The Bet You Didn't Know You Were Making
We've quietly redefined "investment" to mean almost everything — and most of us didn't notice. From a $16M Pokémon card to MrBeast buying a bank, and I have a better word to use.
Published: February 19, 2026
Sourced from multiple conversations: Shane Hewitt & the Nightshift
Okay, I'll just say it: we've quietly redefined the word "investment" and most of us went along with it without ever being asked to vote.
A few weeks ago I put $100 into crypto. Not because I had a plan or some confident read on the market. I did it because I was curious about the feeling of it. By the time I showed Melanie, it was worth $96 only a few minutes later. The thing that stuck with me wasn't the loss of a few bucks. It was the sound in my mind of a spinning roulette wheel.
When the Language of Money Stopped Meaning Something Specific
Because what I'm really wrestling with isn't crypto. It's the word we keep reaching for to describe everything from crypto to Pokémon cards to the glasses sitting on our face. "Investment" used to carry some weight. There were guardrails, conventions, conversations with advisors about TFSAs and timelines. The language kept certain things inside a fence and left other things outside it.
That fence is down now, and Logan Paul just sold a Pokémon card for $16 million USD to prove it. One card. Pikachu. A cartoon character printed on cardboard that sold for more than the most expensive Mickey Mantle card ever auctioned, which went for $12.6 million. Mickey Mantle was a Hall of Fame baseball player. Pikachu shoots lightning bolts and lives in a Pokéball. And by the arithmetic of this particular market, Pikachu wins.
What makes this strange isn't the number. It's what we call the number. Nobody's framing it as a hobby or a nostalgia purchase anymore. This is investment language, and it's filtered all the way down to the Walmart card aisle, where people are buying sealed packs not to open them but to flip them on the secondary market at six times retail.
The Difference Between Real Scarcity and a Company Controlling the Tap
Here's what most people miss when collectibles get called investments. The classics, a numbered watch, a limited-run car with documented build numbers, a production run where every unit is tracked and the manufacturer's ability to add more is physically over, those carried a kind of verifiable scarcity. You could hold the paperwork. Once the run closed, the math stayed honest.
Pokémon cards are made by a company that can print more tomorrow if they choose to. There's no external ledger, no serial number guaranteeing the rarity holds, and the people controlling the supply have every incentive to manage it for their own benefit rather than yours. They release just enough product to drive demand, pull back, let the secondary market heat up, then release more when it suits them. So what you've actually bought isn't scarcity. It's a bet that the company keeps playing the game the same way, that the next generation stays attached to these characters, that the trend doesn't shift. That's sometimes a reasonable bet. But it's still a bet, and we'd be better served calling it "gambling" rather than dressing it up in the language of finance. We've explored this on The Nightshift from a few different angles, and the shape of it keeps appearing somewhere new.

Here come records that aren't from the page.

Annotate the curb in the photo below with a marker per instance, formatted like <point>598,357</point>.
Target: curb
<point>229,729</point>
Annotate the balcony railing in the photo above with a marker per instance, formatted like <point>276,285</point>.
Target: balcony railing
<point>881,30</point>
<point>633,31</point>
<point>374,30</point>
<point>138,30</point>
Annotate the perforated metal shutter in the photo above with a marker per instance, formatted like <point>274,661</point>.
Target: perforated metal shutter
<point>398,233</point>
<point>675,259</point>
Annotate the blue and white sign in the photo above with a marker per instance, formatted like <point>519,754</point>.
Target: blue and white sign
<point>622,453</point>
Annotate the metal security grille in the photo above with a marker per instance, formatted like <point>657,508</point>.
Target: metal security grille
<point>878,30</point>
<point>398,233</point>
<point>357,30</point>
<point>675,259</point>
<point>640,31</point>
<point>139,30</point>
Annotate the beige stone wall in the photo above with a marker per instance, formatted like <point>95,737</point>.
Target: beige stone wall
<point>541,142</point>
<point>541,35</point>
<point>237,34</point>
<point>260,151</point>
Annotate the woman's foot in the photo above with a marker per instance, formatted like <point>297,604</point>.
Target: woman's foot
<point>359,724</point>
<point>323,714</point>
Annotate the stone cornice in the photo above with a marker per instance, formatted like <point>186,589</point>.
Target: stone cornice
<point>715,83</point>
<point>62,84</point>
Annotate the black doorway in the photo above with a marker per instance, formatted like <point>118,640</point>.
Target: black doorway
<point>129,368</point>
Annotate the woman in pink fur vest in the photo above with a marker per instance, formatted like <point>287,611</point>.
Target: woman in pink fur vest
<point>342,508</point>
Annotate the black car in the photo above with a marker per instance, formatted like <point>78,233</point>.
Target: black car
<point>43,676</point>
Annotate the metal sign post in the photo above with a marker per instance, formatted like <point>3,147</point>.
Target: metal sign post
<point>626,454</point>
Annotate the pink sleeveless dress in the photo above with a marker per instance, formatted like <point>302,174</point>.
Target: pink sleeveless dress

Your Attention Is Someone Else's Asset
The Meta and Oakley smart glasses sitting in Costco right now are a useful illustration of where this gets personal. The technology is genuinely interesting: small cameras, built-in audio, hands-free documentation of wherever your day takes you. For $600 (I'm estimating) you get a legitimately cool piece of hardware, and you also get to spend that money feeding a continuous stream of visual data to one of the largest data companies on earth. Your walk to the coffee shop, your glances, your conversations, all of it flowing back into a platform that profits from knowing you. You made an investment, sure. Just not in your own future. You've paid money to build their investment.
MrBeast Bought a Bank and What That Actually Means
And then there's MrBeast, an amazing man. He just bought a financial services company in the United States with 430 million YouTube subscribers as his actual asset. The bank isn't his investment, it's the vehicle. If one percent of them open an account, his customer acquisition cost is effectively zero. No ad budget, no storefronts, just attention he spent years accumulating, now converted directly into capital. He's not a creator playing in finance. He's a financial instrument that used to post videos.
When "investment" becomes the word for all of this, it stops protecting anything. Your hobby is an investment. Your attention is an investment, for someone else's portfolio. Your data is an investment, also not yours. Every transaction quietly enrols you in a second economy you never signed up for, and most of us are in it without ever agreeing to the terms. You're gambling. We're all gambling always. This life has become a casino filled with flashing images, cool sound effects and pretty colours.
I started this with $100 and came out with $96 and a question I can't shake: when you buy something, are you the investor or the investment? I think we already know the answer. I do know this, we're funding this casino.